Even as he repeatedly insisted that Deutsche Bank’s US investment-banking business is a critical part of the bank’s identity and its long-term strategy for offering a European alternative to JP Morgan, Christian Sewing probably knew, on some level, that he wouldn’t be able to survive as CEO if he didn’t agree to some serious cutbacks.

For their sake, let’s hope most of the bank’s front-office employees, the traders and salespeople who have powered DB’s troubled US equities and rates-trading businesses, have been able to read the writing on the wall as well. According to a story published by Bloomberg on Monday, it looks like they have. Because the mood inside 60 Wall can best be described as resigned indifference.

DB

As reports of steep job cuts (as many as 20,000 personnel including hundreds of traders) swirl, the scene inside DB’s main office in the US (it also has a large back-office presence in Jacksonville) has devolved into a tableau familiar to those who survived the financial crisis: Empty desks, boxes piled up in corner offices, traders and other more junior employees leaving for long, boozy lunches at 1 pm – and sometimes never returning for the day.

Junior employees spend part of their days sending out resumes – and their bosses either don’t care, or are actively encouraging them. Everybody – even the executives and managers – seems to be waiting for the next shoe to drop in Frankfurt (the German city where DB’s global headquarters is located), according to Bloomberg.

Begin on the 46th floor, overlooking the East River: brown boxes have been stacked in the offices of the senior-most executive in the Americas. More than 40 flights down, on the trading floor, seats sit empty at mid-morning. Computer screens are black. Some who remain are openly hunting for jobs at rival banks. Their bosses know, and don’t mind.

On a recent weekday, an executive spied junior traders enjoying beers at the nearby Full Shilling pub. It was just past 1 p.m. Older traders could be found at Cipriani on Wall Street, where the famous bellini cocktails are served in wood-paneled rooms or on a terrace between stone ionic columns.

So it goes nowadays at Deutsche Bank in New York, where everybody, from the executives down, seems to sense that more bad news is coming from Frankfurt.

Several senior executives from the US business have either already left, or are planning on making their exit soon. These include Peter Selman, the executive who came out of retirement in 2017 to try and turn around DB’s flagging US equities business. One top executive “hasn’t been seen at work in weeks.”

Executives in New York have for more than a year worked under the cloud of whether the US operation would be sold, gutted or spun off.

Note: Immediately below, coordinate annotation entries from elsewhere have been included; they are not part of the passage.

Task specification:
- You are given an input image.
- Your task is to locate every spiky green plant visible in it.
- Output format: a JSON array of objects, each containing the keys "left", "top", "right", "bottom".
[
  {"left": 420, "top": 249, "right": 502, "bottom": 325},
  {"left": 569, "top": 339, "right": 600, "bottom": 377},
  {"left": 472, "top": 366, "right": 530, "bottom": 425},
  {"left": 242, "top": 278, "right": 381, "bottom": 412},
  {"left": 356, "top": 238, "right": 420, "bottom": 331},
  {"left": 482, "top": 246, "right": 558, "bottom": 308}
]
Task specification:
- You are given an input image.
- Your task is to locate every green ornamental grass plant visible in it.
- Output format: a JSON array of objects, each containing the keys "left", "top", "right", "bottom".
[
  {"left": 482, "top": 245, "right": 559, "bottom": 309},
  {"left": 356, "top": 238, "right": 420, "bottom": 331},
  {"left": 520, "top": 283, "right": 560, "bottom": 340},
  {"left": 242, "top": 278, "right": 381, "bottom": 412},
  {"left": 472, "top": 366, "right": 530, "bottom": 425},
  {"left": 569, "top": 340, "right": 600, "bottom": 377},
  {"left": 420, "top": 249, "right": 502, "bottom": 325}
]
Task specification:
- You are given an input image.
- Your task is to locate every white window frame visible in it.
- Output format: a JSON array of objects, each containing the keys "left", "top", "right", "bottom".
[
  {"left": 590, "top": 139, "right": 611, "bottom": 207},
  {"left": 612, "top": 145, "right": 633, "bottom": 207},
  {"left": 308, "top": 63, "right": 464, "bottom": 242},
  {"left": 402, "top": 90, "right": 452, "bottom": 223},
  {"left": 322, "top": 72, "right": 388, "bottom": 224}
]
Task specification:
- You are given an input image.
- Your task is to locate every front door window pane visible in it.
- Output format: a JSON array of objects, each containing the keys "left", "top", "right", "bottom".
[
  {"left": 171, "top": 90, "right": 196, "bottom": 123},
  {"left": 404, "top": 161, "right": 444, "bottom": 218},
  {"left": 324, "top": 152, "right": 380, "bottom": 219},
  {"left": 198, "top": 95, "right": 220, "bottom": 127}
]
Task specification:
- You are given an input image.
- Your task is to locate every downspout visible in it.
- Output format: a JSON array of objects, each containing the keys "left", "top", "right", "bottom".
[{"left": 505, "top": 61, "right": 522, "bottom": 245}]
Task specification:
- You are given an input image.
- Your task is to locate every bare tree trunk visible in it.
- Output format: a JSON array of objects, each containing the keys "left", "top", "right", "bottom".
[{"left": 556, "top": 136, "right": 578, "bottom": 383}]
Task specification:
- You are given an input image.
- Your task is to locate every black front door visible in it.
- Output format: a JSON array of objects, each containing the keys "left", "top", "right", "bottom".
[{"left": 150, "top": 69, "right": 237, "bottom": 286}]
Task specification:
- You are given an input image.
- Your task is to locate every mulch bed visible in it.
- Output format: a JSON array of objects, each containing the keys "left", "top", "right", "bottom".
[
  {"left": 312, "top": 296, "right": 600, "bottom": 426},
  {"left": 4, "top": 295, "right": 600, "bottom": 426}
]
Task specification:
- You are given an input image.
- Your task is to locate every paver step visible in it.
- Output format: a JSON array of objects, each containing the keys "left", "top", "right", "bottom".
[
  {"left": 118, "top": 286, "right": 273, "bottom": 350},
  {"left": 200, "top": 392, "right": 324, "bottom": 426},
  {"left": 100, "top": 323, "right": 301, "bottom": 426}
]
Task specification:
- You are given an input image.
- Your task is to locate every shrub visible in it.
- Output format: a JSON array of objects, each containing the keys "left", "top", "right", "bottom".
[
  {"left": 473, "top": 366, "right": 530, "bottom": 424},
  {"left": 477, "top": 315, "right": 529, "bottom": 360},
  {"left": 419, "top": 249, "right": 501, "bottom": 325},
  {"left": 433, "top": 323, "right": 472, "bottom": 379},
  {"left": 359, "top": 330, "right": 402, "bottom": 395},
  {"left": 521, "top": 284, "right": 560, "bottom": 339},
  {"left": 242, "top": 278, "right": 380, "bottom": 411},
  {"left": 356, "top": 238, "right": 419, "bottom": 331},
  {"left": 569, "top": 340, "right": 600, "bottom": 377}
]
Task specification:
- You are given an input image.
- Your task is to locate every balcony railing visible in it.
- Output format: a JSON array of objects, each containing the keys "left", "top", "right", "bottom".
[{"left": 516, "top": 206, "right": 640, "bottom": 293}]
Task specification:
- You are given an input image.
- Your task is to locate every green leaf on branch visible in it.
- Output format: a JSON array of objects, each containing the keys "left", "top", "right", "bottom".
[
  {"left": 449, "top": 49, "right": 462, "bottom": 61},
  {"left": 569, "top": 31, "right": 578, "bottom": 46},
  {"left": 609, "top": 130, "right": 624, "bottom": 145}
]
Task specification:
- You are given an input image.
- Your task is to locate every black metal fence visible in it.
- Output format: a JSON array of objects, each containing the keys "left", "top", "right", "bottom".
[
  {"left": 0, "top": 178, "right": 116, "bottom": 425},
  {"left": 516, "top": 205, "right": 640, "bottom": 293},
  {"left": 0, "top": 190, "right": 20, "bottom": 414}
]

Typical internal battles over who bore certain expenses took on more weight when every unit was under a microscope. Peter Selman, who came out of retirement in 2017 to revive the equities business, unsuccessfully lobbied Treasurer Dixit Joshi last year to move as much as 300 million euros of costs allocated to his unprofitable unit to the fixed-income business, people briefed on the talks said.

For his part, Sewing has said consistently – and publicly – that he was committed to the U.S. investment bank since taking over as CEO last year. But the new chief has been struggling to restore confidence among investors and regulators amid the bank’s moribund profitability. After a failed attempt to merge with Commerzbank AG that was encouraged by Germany’s own finance minister, shareholders are pushing for a turnaround plan. Many executives aren’t waiting for that.

Selman is now among dozens already on their way out, the people said. Zia Huque, the CEO of Deutsche Bank’s securities division in the U.S., hasn’t been seen at workin weeks. Tom Patrick, the head of the Americas who joined the bank a decade ago and oversees the relationship with the Federal Reserve, seems to be packing up his office, and Deutsche Bank is considering his replacement.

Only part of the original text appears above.